From: gregkh@linuxfoundation.org
To: linux-kernel@vger.kernel.org
Cc: Greg Kroah-Hartman <gregkh@linuxfoundation.org>,
stable@vger.kernel.org, Stefan Liebler <stli@linux.ibm.com>,
Thomas Gleixner <tglx@linutronix.de>,
Peter Zijlstra <peterz@infradead.org>,
Heiko Carstens <heiko.carstens@de.ibm.com>,
Darren Hart <dvhart@infradead.org>,
Ingo Molnar <mingo@kernel.org>, Sasha Levin <sashal@kernel.org>,
Sudip Mukherjee <sudipm.mukherjee@gmail.com>,
Lee Jones <lee.jones@linaro.org>,
Zheng Yejian <zhengyejian1@huawei.com>
Subject: [PATCH 4.4 12/75] futex: Cure exit race
Date: Mon, 15 Mar 2021 14:51:26 +0100 [thread overview]

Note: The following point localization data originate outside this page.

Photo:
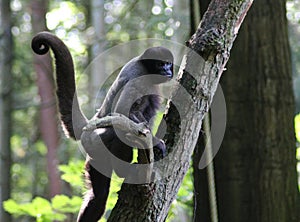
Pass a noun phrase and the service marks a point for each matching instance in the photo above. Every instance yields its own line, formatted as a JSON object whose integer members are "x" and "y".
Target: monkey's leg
{"x": 95, "y": 198}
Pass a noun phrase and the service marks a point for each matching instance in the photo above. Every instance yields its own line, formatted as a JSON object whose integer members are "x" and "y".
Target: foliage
{"x": 297, "y": 132}
{"x": 124, "y": 20}
{"x": 43, "y": 210}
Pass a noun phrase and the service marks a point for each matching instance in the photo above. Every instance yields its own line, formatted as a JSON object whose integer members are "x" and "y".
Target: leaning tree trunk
{"x": 5, "y": 104}
{"x": 213, "y": 41}
{"x": 256, "y": 165}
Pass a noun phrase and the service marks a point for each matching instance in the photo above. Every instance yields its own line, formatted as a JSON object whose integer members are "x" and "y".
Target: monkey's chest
{"x": 146, "y": 106}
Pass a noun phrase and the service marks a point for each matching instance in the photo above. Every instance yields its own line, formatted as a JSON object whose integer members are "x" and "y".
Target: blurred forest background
{"x": 44, "y": 182}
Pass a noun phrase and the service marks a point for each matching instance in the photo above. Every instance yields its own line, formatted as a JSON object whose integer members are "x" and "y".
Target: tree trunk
{"x": 48, "y": 111}
{"x": 96, "y": 77}
{"x": 213, "y": 41}
{"x": 6, "y": 48}
{"x": 256, "y": 165}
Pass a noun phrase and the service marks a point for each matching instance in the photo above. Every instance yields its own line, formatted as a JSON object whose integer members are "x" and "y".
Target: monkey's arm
{"x": 71, "y": 115}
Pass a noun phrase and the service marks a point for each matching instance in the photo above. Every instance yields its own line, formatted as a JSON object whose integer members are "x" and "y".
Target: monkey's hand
{"x": 119, "y": 121}
{"x": 159, "y": 149}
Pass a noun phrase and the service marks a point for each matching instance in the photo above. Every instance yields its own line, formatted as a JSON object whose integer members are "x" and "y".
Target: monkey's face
{"x": 160, "y": 71}
{"x": 158, "y": 61}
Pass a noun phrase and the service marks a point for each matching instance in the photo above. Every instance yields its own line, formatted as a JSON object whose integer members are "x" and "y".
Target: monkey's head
{"x": 158, "y": 61}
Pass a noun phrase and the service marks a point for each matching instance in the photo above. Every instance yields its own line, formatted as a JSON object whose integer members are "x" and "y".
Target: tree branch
{"x": 199, "y": 79}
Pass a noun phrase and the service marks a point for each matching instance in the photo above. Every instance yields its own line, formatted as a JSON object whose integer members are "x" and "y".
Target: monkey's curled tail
{"x": 71, "y": 115}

Message-ID: <20210315135208.663967134@linuxfoundation.org> (raw)
In-Reply-To: <20210315135208.252034256@linuxfoundation.org>
From: Greg Kroah-Hartman <gregkh@linuxfoundation.org>
From: Thomas Gleixner <tglx@linutronix.de>
commit da791a667536bf8322042e38ca85d55a78d3c273 upstream.
This patch comes directly from an origin patch (commit
9c3f3986036760c48a92f04b36774aa9f63673f80) in v4.9.
Stefan reported, that the glibc tst-robustpi4 test case fails
occasionally. That case creates the following race between
sys_exit() and sys_futex_lock_pi():
CPU0 CPU1
sys_exit() sys_futex()
do_exit() futex_lock_pi()
exit_signals(tsk) No waiters:
tsk->flags |= PF_EXITING; *uaddr == 0x00000PID
mm_release(tsk) Set waiter bit
exit_robust_list(tsk) { *uaddr = 0x80000PID;
Set owner died attach_to_pi_owner() {
*uaddr = 0xC0000000; tsk = get_task(PID);
} if (!tsk->flags & PF_EXITING) {
... attach();
tsk->flags |= PF_EXITPIDONE; } else {
if (!(tsk->flags & PF_EXITPIDONE))
return -EAGAIN;
return -ESRCH; <--- FAIL
}
ESRCH is returned all the way to user space, which triggers the glibc test
case assert. Returning ESRCH unconditionally is wrong here because the user
space value has been changed by the exiting task to 0xC0000000, i.e. the
FUTEX_OWNER_DIED bit is set and the futex PID value has been cleared. This
is a valid state and the kernel has to handle it, i.e. taking the futex.
Cure it by rereading the user space value when PF_EXITING and PF_EXITPIDONE
is set in the task which 'owns' the futex. If the value has changed, let
the kernel retry the operation, which includes all regular sanity checks
and correctly handles the FUTEX_OWNER_DIED case.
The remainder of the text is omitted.